MITRE ATLAS is a knowledge base of adversarial tactics, techniques and mitigation strategies for machine learning systems, similar to MITRE ATT&CK for cybersecurity.
AIUC-1 integrates MITRE ATLAS, which is a technical contributor to AIUC-1. Certification against AIUC-1:
Incorporates ATLAS mitigation strategies in requirements and controls
Strengthens robustness against the adversarial tactics and techniques identified in ATLAS
Goes beyond ATLAS's focus on security alone
AML-M0000: Limit Public Release of Information
Limit the public release of technical information about the AI stack used in an organization's products or services. Technical knowledge of how AI is used can be leveraged by adversaries to perform targeting and tailor attacks to the target system. Additionally, consider limiting the release of organizational information - including physical locations, researcher names, and department structures - from which technical details such as AI techniques, model architectures, or datasets may be inferred.
AML-M0001: Limit Model Artifact Release
Limit public release of technical project details including data, algorithms, model architectures, and model checkpoints that are used in production, or that are representative of those used in production.

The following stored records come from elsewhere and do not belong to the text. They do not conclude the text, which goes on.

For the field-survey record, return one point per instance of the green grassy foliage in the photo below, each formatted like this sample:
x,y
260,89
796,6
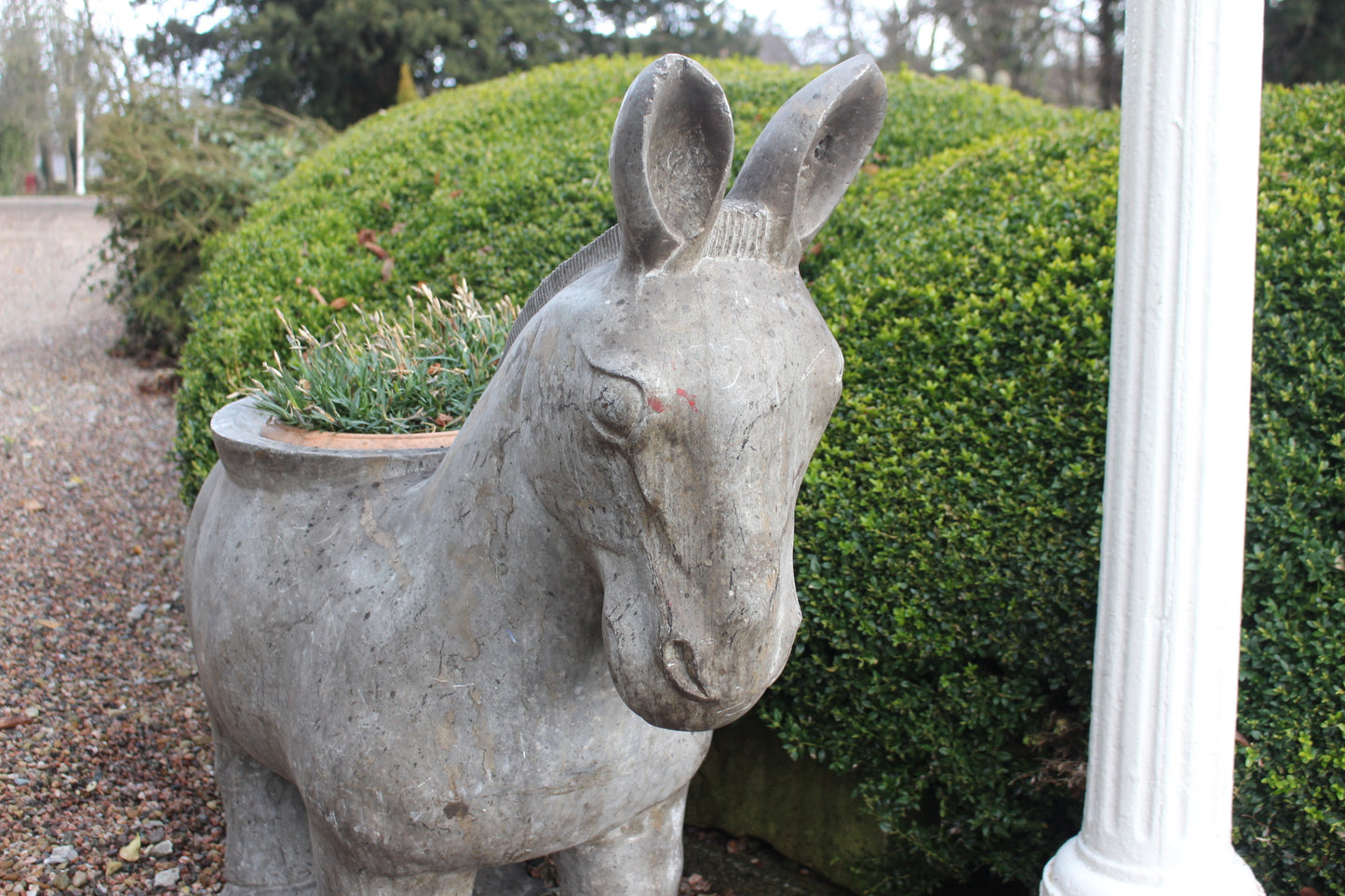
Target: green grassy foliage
x,y
420,373
495,183
948,534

AML-M0002: Passive AI Output Obfuscation
Decreasing the fidelity of model outputs provided to the end user can reduce an adversaries ability to extract information about the model and optimize attacks for the model.
AML-M0003: Model Hardening
Use techniques to make AI models robust to adversarial inputs such as adversarial training or network distillation.
AML-M0004: Restrict Number of AI Model Queries
Limit the total number and rate of queries a user can perform.
AML-M0005: Control Access to AI Models and Data at Rest
Establish access controls on internal model registries and limit internal access to production models. Limit access to training data only to approved users.
AML-M0006: Use Ensemble Methods
Use an ensemble of models for inference to increase robustness to adversarial inputs. Some attacks may effectively evade one model or model family but be ineffective against others.
AML-M0007: Sanitize Training Data
Detect and remove or remediate poisoned training data. Training data should be sanitized prior to model training and recurrently for an active learning model. Implement a filter to limit ingested training data. Establish a content policy that would remove unwanted content such as certain explicit or offensive language from being used.
AML-M0008: Validate AI Model
Validate that AI models perform as intended by testing for backdoor triggers or adversarial bias. Monitor model for concept drift and training data drift, which may indicate data tampering and poisoning.
AML-M0009: Use Multi-Modal Sensors
Incorporate multiple sensors to integrate varying perspectives and modalities to avoid a single point of failure susceptible to physical attacks.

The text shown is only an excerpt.